1
Sarah Wharton College for Women
Lorna Post Dormitory
LuAnn Walters had sobered up at least an hour ago and now she found herself fighting back tears. Mrs. McCormick, their dorm mother had ordered her and her three roommates to pack up and evacuate their dorm room at Sarah Wharton Women’s College. She sat in the parlor of the dormitory and drew her knees up to her chest, the remaining liquor in her stomach churning. The words of the new hit Everly Brothers’ song “Wake Up, Little Susie” kept running through her head. Yep, she was definitely in “trouble deep.”
“Remove your feet from the chair,” their house mother Mrs. McCormick snapped, her thick brows lowering over beady eyes. “A young lady does not sit like a six-year-old.”
LuAnn dropped her feet back to the floor and shifted. Her eyes burned from crying and her tongue had dried up in her mouth. Just a month from graduating, she’d really blown it this time. Her father would kill her.
Mary, a first-year student, still sniffled next to her, her handkerchief wound tightly in her fingers, her blond pin curls hanging limp. The door swung open and a short, portly man came in.
“Daddy!” Mary jumped to her feet.
“Not one word,” the man boomed, his expensive tweed jacket straining at the shoulders. He smelled of pipe smoke, which turned LuAnn’s stomach. He looked at Mrs. McCormick. “Where are her things?”
“They are already packed and standing in the hallway, Mr. Anderson.” Mrs. McCormick sounded pleased with herself.
“I am deeply ashamed that a daughter of mine has been expelled from Sarah Wharton College,” he said.
“As I said on the phone, Mr. Anderson, the girls have not been expelled from school, only evicted from the dormitories, since they have repeatedly broken the rules here. They will, however, be on probation.”
“Same thing.” Mary’s father took his daughter by the upper arm and tugged her roughly toward the door. “She won’t be coming back. Obviously, she doesn’t take the education I’m spending a fortune on seriously. I knew letting a girl go to college was a mistake. Good night, Mrs. McCormick.” He pulled Mary out after him.
Mary cast a panicked glance over her shoulder at LuAnn, who shrank down further in her seat. She was the only one left now. Who would pick her up? Her father and stepmother were in Europe and Mrs. McCormick wouldn’t say who she had contacted in their place. Her Aunt Betsy and Uncle Roger? She couldn’t remember who had been listed as her emergency contacts on her application and registration forms. Would they have listed her oldest stepbrother, Brian? He lived and worked nearby in Hanover as an attorney. She chewed her lip. What would her parents do when they found out? Surely they wouldn’t pull her from school when she only had a month until graduation. But she could hardly commute from home, which was two hours away.
The sound of a motorcycle roaring into the parking lot made Mrs. McCormick glare out the window. LuAnn’s heart jumped. Could it be?—?
A tap sounded on the door and it swung open. She looked up and caught her breath.
Her stepbrother appeared, but not the one she’d expected. Brad, Brian’s younger brother, the rebel of the family and the object of all her teen fantasies, walked through the door in his leather motorcycle jacket. His motorcycle helmet had tousled his wavy, dark hair. He scanned the room, his gaze arriving on her face. “Hey, mouse.”
The pet name he’d given her when she was in middle school made something flutter in her belly. She stood up on wobbly legs. “Hi Brad,” she said, her voice cracking.
“Mrs. McCormick, I presume?” he asked, turning on his easygoing smile.
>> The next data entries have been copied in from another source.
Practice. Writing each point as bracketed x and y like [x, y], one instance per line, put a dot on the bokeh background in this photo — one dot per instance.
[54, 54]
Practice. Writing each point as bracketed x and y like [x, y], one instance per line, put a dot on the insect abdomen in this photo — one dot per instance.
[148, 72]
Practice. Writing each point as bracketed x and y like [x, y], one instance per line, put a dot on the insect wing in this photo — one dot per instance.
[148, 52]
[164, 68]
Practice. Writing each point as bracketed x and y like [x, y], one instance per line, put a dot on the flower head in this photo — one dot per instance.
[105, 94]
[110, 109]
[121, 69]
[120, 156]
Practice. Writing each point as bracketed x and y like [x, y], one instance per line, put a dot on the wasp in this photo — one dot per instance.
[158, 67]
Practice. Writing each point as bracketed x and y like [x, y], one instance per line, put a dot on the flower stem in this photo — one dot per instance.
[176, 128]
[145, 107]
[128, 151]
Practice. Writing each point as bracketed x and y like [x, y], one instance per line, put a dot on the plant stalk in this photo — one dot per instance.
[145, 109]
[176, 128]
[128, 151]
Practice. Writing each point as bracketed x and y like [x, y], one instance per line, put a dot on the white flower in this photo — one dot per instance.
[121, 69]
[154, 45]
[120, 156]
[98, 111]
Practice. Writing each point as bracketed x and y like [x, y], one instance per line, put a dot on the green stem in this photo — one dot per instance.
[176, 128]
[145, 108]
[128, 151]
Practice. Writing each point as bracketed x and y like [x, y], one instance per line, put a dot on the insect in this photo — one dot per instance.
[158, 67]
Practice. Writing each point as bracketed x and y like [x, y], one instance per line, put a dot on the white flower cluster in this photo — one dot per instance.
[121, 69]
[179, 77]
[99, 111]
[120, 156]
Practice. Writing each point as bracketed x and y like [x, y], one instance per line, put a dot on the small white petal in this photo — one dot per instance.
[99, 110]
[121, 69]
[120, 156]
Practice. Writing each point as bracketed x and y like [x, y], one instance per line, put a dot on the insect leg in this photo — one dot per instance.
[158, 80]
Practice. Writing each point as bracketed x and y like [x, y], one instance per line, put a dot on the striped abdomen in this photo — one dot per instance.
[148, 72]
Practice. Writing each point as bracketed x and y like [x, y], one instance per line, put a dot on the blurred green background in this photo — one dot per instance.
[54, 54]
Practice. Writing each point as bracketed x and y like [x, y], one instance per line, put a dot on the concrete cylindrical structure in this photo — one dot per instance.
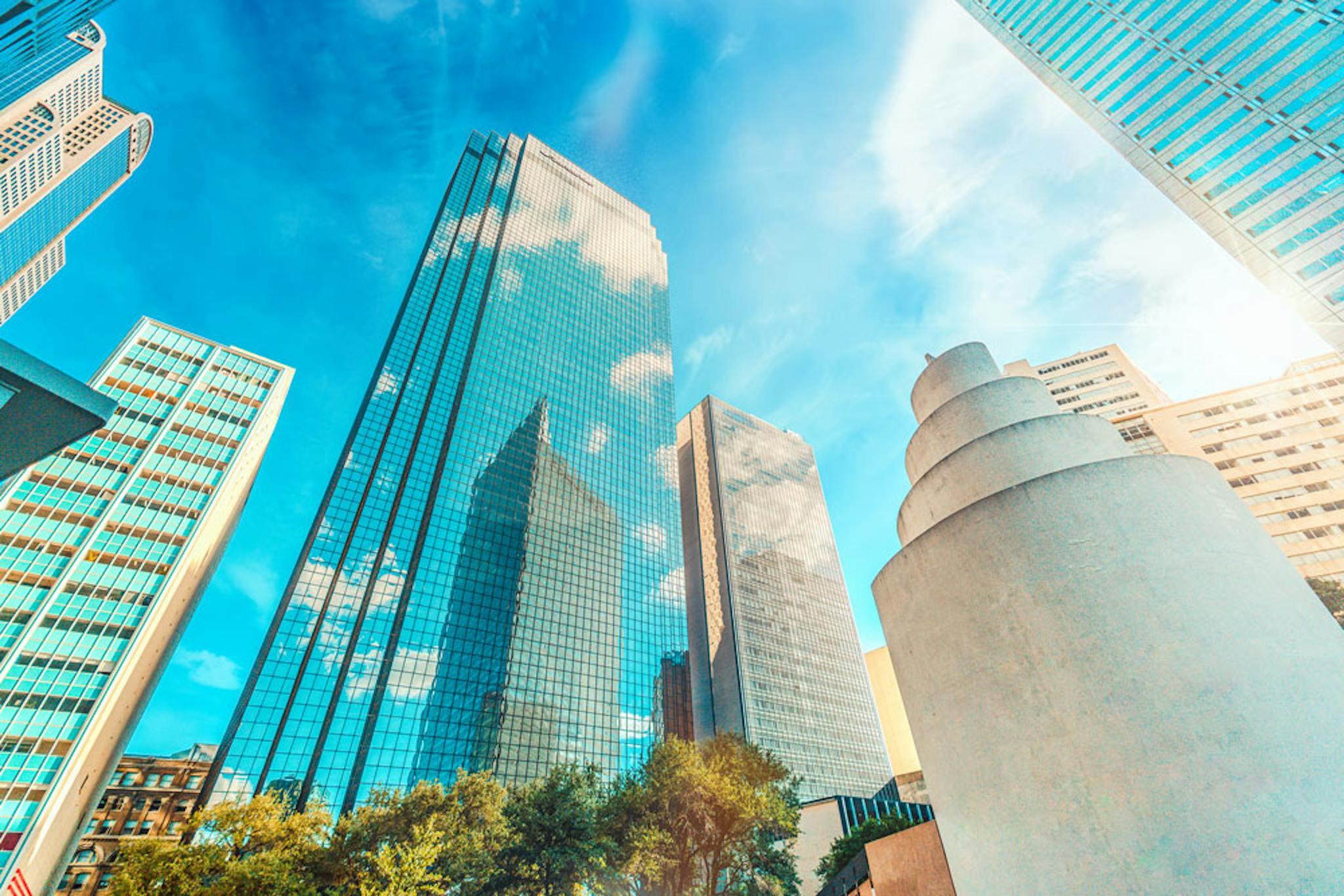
[1114, 679]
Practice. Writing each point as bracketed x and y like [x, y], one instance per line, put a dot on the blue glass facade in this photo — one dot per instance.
[1233, 108]
[37, 228]
[33, 27]
[487, 580]
[773, 647]
[104, 550]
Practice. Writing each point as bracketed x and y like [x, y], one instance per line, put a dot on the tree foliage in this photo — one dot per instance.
[695, 820]
[1331, 594]
[846, 848]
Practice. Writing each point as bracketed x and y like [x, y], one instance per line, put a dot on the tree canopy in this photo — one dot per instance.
[698, 820]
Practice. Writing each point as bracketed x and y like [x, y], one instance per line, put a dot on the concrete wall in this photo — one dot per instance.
[1114, 679]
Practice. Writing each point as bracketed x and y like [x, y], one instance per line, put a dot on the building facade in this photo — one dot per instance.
[490, 580]
[1280, 445]
[42, 410]
[1233, 109]
[773, 648]
[147, 797]
[34, 27]
[1080, 634]
[824, 821]
[105, 548]
[1102, 382]
[64, 150]
[891, 714]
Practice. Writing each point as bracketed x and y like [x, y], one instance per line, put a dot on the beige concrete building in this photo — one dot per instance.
[1101, 382]
[64, 150]
[105, 547]
[1280, 445]
[909, 863]
[1106, 662]
[891, 714]
[147, 798]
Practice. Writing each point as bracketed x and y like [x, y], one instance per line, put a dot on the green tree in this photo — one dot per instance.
[1331, 594]
[558, 844]
[707, 819]
[469, 817]
[846, 848]
[406, 868]
[256, 847]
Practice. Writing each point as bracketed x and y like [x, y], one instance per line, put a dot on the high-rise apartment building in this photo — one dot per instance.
[33, 27]
[491, 578]
[146, 798]
[1108, 649]
[1231, 108]
[1102, 382]
[105, 548]
[773, 649]
[64, 150]
[1280, 445]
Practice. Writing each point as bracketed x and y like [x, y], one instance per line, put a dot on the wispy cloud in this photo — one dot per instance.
[209, 669]
[707, 344]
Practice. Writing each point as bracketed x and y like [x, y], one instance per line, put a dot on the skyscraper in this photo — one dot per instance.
[33, 27]
[64, 150]
[1231, 108]
[104, 550]
[1108, 649]
[1101, 382]
[490, 580]
[773, 649]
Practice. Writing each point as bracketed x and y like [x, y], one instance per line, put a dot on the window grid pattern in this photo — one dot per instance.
[486, 580]
[803, 683]
[1226, 105]
[89, 537]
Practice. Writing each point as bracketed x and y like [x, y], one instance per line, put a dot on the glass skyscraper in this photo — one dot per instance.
[29, 29]
[491, 578]
[773, 649]
[104, 550]
[1233, 108]
[64, 150]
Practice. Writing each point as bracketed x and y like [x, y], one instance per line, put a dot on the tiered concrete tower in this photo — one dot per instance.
[1114, 679]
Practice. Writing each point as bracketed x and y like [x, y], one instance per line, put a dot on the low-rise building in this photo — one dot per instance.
[148, 797]
[909, 863]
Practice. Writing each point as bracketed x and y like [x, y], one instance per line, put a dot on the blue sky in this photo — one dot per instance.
[839, 188]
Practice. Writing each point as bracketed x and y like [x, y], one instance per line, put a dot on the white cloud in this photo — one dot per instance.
[707, 344]
[1042, 238]
[671, 590]
[664, 458]
[635, 371]
[652, 537]
[209, 669]
[598, 437]
[387, 383]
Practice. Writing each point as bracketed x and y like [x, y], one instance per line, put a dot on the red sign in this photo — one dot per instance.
[18, 886]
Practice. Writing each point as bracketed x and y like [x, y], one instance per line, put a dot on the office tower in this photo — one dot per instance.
[34, 27]
[64, 150]
[1280, 445]
[1234, 110]
[104, 550]
[1109, 651]
[891, 714]
[773, 649]
[488, 582]
[42, 410]
[1102, 382]
[147, 798]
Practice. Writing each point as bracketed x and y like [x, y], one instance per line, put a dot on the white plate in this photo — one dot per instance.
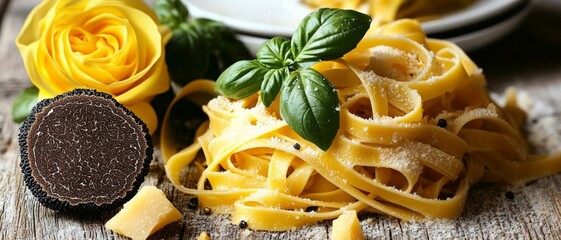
[281, 17]
[468, 42]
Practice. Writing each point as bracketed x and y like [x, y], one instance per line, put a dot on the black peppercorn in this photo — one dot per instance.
[206, 210]
[243, 224]
[442, 123]
[193, 203]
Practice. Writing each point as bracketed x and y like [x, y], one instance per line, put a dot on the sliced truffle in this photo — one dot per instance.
[84, 151]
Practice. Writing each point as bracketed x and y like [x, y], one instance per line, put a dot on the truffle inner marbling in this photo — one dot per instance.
[85, 150]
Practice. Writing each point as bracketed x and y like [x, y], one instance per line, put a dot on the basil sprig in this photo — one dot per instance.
[199, 48]
[308, 102]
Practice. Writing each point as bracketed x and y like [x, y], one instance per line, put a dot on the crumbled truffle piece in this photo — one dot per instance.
[207, 211]
[84, 151]
[509, 195]
[193, 203]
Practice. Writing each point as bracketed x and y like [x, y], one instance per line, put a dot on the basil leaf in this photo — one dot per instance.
[309, 105]
[199, 48]
[171, 12]
[241, 79]
[24, 103]
[275, 52]
[327, 34]
[187, 54]
[272, 84]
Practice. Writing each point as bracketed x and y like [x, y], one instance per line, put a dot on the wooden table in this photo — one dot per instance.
[529, 59]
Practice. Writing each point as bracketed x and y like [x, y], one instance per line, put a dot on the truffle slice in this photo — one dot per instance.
[84, 151]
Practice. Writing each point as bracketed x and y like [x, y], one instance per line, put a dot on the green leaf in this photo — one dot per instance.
[275, 52]
[242, 79]
[199, 48]
[272, 84]
[171, 13]
[24, 103]
[310, 107]
[327, 34]
[187, 54]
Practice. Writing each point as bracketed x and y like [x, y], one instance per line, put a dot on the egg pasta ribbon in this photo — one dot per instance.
[417, 129]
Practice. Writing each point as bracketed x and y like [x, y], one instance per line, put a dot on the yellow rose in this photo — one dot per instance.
[114, 46]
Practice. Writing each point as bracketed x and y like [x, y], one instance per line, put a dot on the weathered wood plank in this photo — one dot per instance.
[529, 59]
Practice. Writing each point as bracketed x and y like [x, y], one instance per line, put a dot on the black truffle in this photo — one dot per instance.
[84, 151]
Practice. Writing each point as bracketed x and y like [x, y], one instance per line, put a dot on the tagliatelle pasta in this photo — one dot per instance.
[417, 129]
[386, 11]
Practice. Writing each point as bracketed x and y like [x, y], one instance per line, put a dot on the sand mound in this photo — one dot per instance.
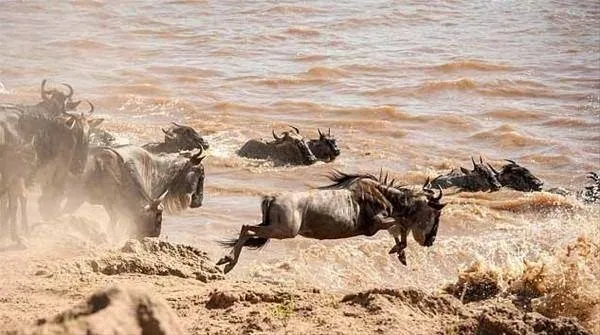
[225, 298]
[475, 284]
[154, 257]
[113, 311]
[504, 318]
[380, 300]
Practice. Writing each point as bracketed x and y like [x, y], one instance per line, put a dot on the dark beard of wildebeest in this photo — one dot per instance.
[16, 168]
[288, 148]
[182, 175]
[517, 177]
[353, 205]
[111, 181]
[325, 147]
[62, 146]
[591, 193]
[178, 138]
[481, 178]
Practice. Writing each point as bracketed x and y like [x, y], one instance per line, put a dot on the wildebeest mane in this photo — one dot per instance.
[129, 170]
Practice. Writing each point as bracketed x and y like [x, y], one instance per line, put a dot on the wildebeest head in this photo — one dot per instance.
[59, 101]
[148, 221]
[188, 187]
[184, 138]
[293, 138]
[325, 147]
[425, 214]
[518, 177]
[74, 133]
[481, 178]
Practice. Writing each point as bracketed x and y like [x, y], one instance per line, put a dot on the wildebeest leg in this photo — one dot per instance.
[23, 202]
[73, 203]
[232, 259]
[400, 243]
[12, 216]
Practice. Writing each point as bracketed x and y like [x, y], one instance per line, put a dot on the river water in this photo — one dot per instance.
[412, 88]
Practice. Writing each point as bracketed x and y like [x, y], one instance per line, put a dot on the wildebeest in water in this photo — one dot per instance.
[325, 147]
[288, 148]
[353, 205]
[177, 138]
[481, 178]
[517, 177]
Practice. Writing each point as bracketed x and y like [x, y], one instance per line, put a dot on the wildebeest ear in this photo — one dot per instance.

The housemother narrowed her eyes to scrutinize Brad. LuAnn imagined he looked a bit too much like the young men Mrs. McCormick had caught in their dorm room and not enough like a responsible adult here to claim his kin. “Yes...” She drew it out so it sounded more like a question than a response.
He held out his hand. “Brad Stanford, LuAnn’s brother.”
“Stepbrother?” Mrs. McCormick asked. “Or brother-in-law?” Clearly the different last name was taxing her brain.
“Stepbrother. You called our older brother, Brian, but he’s working through the night on a legal case and couldn’t get away. He sent me instead.” Turning to LuAnn, he asked, “What happened?”
She stared into Brad’s ocean blue eyes, her breath catching in her chest, as it always did when he was around. She’d had a paralyzing crush on him since the day he’d moved in with them when she was thirteen years old.
Brad raised an eyebrow, shifting subtly from the carefree rebel to the authority figure he represented.
LuAnn swallowed. “I broke some dormitory rules.”
Brad said nothing, as if waiting for her to elaborate.
“We were, uh, drinking. And smoking. And we sneaked boys into our room.”
Brad’s face grew serious. “I see.”
“It was not her first violation of rules, either. She’s been written up a few times already for smoking, sneaking out after hours and missing curfew,” Mrs. McCormick was happy to interject.